How to massage and bathe your baby…the traditional Indian way

A newborn baby’s first bath is a momentous, joyous occasion in Indian households, one that is steeped heavily in traditional practices and superstitions (not necessarily bad ones, though). There’s the scary yet vigorous oil massage given by a professional masseuse — women who have perfected the age-old ritual of giving massages especially meant for babies — the really hot bath followed by other customs such as applying kajal and a dash of aromatherapy using sambrani.

If you’re a first-time mother, you would know that doctors and family members advise against using soap for the first month or so. In many Indian homes, though, soaps aren’t used well until into the first year of the baby’s life. So how do they bathe the baby? Here are some traditional Indian ingredients that you can use to give your little one a natural and soothing bath.

For massage:

· Mustard oil (sarson ka tel) heated with a garlic cloves and fenugreek (methi) seeds is said to do wonders because of garlic’s anti-bacterial properties, and fenugreek, which relaxes the body. In some homes, mustard oil is heated with carom seeds (ajwain), which apparently soothes colicky babies.

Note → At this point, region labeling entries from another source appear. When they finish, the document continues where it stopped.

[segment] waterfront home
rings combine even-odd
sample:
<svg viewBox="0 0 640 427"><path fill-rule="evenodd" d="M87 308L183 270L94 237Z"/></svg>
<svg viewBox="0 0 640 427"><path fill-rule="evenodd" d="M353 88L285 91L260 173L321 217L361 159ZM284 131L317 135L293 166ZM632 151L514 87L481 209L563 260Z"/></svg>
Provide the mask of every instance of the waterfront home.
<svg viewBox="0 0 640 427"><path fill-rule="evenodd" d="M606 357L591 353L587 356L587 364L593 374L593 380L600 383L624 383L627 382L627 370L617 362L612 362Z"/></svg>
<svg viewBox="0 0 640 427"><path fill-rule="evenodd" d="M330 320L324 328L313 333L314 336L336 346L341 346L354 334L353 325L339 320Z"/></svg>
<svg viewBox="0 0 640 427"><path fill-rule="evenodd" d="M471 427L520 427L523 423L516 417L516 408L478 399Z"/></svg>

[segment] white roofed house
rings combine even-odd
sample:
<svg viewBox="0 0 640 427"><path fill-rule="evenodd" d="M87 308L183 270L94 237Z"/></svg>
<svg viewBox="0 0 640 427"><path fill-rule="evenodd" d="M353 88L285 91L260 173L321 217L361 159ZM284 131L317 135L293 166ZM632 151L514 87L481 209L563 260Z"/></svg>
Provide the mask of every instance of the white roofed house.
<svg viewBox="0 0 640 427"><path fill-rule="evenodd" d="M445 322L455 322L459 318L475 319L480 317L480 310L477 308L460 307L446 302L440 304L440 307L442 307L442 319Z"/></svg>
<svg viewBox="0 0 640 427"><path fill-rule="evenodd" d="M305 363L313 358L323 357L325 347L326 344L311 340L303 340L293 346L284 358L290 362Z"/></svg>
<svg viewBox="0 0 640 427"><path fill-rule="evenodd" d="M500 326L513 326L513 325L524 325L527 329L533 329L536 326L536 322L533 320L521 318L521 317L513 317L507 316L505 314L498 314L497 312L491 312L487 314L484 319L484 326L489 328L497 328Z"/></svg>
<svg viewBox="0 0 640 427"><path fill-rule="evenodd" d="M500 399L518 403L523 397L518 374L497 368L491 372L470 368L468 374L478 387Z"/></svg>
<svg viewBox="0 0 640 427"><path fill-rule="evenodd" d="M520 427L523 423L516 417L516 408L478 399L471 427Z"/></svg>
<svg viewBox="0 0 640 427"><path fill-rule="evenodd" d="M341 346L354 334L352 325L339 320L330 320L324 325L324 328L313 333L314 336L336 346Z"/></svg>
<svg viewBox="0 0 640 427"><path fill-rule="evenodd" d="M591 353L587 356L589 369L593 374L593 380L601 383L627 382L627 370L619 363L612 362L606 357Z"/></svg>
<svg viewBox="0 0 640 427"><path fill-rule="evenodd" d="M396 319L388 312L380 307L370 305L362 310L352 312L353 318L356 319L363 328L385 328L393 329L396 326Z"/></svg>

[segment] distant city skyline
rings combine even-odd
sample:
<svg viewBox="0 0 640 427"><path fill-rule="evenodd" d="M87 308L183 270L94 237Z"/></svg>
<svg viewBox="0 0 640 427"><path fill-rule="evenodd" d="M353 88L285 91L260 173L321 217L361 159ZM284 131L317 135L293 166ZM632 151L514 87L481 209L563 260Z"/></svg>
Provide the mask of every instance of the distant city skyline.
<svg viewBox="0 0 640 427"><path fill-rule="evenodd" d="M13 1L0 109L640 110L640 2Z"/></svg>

· Add malai, gram flour (besan) and turmeric to oil to make a paste and use this to massage the baby. Many believe that the texture of besan removes the hair on your newborn’s body, and also gives it a healthy glow. But make sure that the paste is of a smooth consistency otherwise the gram flour might cause scratches on your baby’s skin.

· You can also prepare oil using coconut milk. Scrape a fresh coconut and extract the milk, and boil it on a low intensity to get oil from it. The only drawback of this process is that it consumes a lot of time (and coconuts).


· Essential oils such as chamomile or tea tree because they’re very strong and concentrated.

· Mustard oil, olive oil or ghee, if your baby has sensitive or broken skin.

For bathing your baby, you can try:

·  A mixture of powdered whole moong dal mixed with milk

· A home-made shampoo made from soap nuts (reetha) and Indian gooseberry (amla)

·  Boil some jackfruit leaves, leave overnight and use it the next day for the baby’s bath. Jackfruit is rich in magnesium, which is required for the proper absorption of calcium within the body.

·  A paste of multani mitti mixed with milk can be great for babies who suffer from diaper rash.

·  Make a powder out of red lentils (masoor dal) and mix with water or milk to make a paste for your baby’s bath.

Disclaimer: Always consult your paediatrician before trying anything new on your baby’s skin, even it is natural. If you observe any allergic reaction, consult a doctor immediately.